また、遠離(おんり)により、離貪(りどん)により、貪りを滅しつくして、心平等に傾向して正命を修め育てる。
また、遠離(おんり)により、離貪(りどん)により、貪りを滅しつくして、心平等に傾向して正精進を修め育てる。
また、遠離(おんり)により、離貪(りどん)により、貪りを滅しつくして、心平等に傾向して正念を修め育てる。
また、遠離(おんり)により、離貪(りどん)により、貪りを滅しつくして、心平等に傾向して正定を修め育てる。
 
 比丘たちよ、このようにして、わたしは、汝らのために、涅槃を説き、涅槃にいたる道を説いた。
 比丘たちよ、およそ、弟子のさいわいを願い、慈しみある師が、慈しみをもって、弟子たちのために為すべきことは、わたしはすべて、これを汝らのために為した。
 比丘たちよ、ここに樹下がある。ここに空屋がある。思索するがよい。放逸であってはならぬ。後日に悔いることなかれ。これが、汝らに与えるわたしの教誡である」
 
 
 パーリ語で「ニッバーナ」、サンスクリット語で「ニルヴァーナ」と呼ばれる言葉は当時のインドでよく使われていた単語ではなく、お釈迦さま独自の言葉だったようです。
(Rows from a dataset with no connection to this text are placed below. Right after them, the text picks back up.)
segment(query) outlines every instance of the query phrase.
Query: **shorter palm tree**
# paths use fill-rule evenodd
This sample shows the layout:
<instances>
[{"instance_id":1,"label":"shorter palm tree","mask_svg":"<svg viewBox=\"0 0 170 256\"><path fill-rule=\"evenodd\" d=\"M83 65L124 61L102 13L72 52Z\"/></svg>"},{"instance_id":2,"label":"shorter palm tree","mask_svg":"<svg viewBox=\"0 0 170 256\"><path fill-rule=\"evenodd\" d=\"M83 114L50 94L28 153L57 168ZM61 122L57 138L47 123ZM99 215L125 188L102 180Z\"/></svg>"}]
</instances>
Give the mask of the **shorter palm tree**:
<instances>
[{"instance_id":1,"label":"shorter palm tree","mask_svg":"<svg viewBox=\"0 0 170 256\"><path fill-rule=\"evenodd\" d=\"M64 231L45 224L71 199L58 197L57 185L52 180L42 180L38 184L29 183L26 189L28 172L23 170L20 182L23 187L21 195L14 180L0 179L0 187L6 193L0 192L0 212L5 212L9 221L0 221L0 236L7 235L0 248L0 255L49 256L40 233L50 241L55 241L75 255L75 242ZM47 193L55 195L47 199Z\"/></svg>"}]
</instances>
中国では意訳して「滅度」「寂滅」「円寂」単に「滅」をあててみたようですが、元の意を表現するにはぴったりしなかったようで、音写して「涅槃」としたものがもっともひろく用いられてきました。原意としては「火の消えたるさま」、「燃焼の壊滅(えめつ)」で、古くから、涅槃にいたる瞬間はろうそくの炎が消える時のようにフッという音がして、体が浮いたかと思われるほど心が軽くなる、と言われています。
 
このお経では、
涅槃とは
1、 貪欲の壊滅 欲望そのものではなく、貪るような激しさ
2、 瞋恚の壊滅
3、 愚痴の壊滅
 
涅槃にいたる道とは
遠離(おんり)により、離貪(りどん)により、貪りを滅しつくして、心平等に傾向して次の8種を修め育てる。
1、 正見
2、 正思
3、 正語
4、 正業
5、 正命
6、 正精進
7、 正念
8、 正定
これはまさしく八正道ということになりますが、八正道については道相応に詳細に語られるお経がありますので、別にご紹介したいと思っています。
 
 無為相応は全部で1980経集録されており、基本形はこのお経と同内容が少しずつ言葉を変えて残されているそうです。非常に具体的でシンプルな内容ですので、涅槃を語るにはここから入るのが良いように思いますが、内容が整理されていてとても論理的ですので、ごく初期のものではなく、少し時代が下がっているように思われます。
 
 ただ、「弟子のさいわいを願い、慈しみある師が、慈しみをもって、弟子たちのために為すべきことは、わたしはすべて、これを汝らのために為した。」と語られているように、ここにいたって得ることができないのは、教えてもらっていないことがあるからではなく、教わったことを素直に実践できていないから、と気付く必要があるのでしょう。
 
 それほどに、貪欲の壊滅(燃えるような欲望を持たない)、瞋恚の壊滅(怒らない)、愚痴の壊滅(愚痴らない)、はとても大切で、日々の生活の中で自ら実践しなければならないと、お釈迦さまが教えてくださっています。
 
 
涅槃については次のお経もお伝えしたいと思います。
 
南伝相応部経典、六、一、勧請
漢訳、増一阿含経、一九、一
 
 「わたしが証りえたこの法は、はなはだ深くして、見がたく、悟りがたい。寂静微妙にして思推の領域をこえ、すぐれたる智者のみのよく覚知しうるところである。しかるに、この世間の人々は、ただ欲望をたのしみ、欲望をよろこび、欲望に躍るばかりである。欲望をたのしみ、欲望をよろこび、欲望に躍る人々には、この理はとうてい見がたい。
 
 この理とは、すべては相依性にして、縁(条件)ありて起こるということであり、また、それに反して、すべての計らいをやめ、すべての所依を捨てされば、渇愛つき、貪りを離れ、滅しつくして、涅槃にいたるということである。もしわたしがこの法を説いても、人々がわたしのいうことを理解しなかったならば、わたしはただ疲労し困憊するばかりであろう」
 
 ここにも涅槃と涅槃にいたる道が語られています。お釈迦さまが正覚を得てほどないころの独り言のようですが、すとんと腑に落ちるように思われます。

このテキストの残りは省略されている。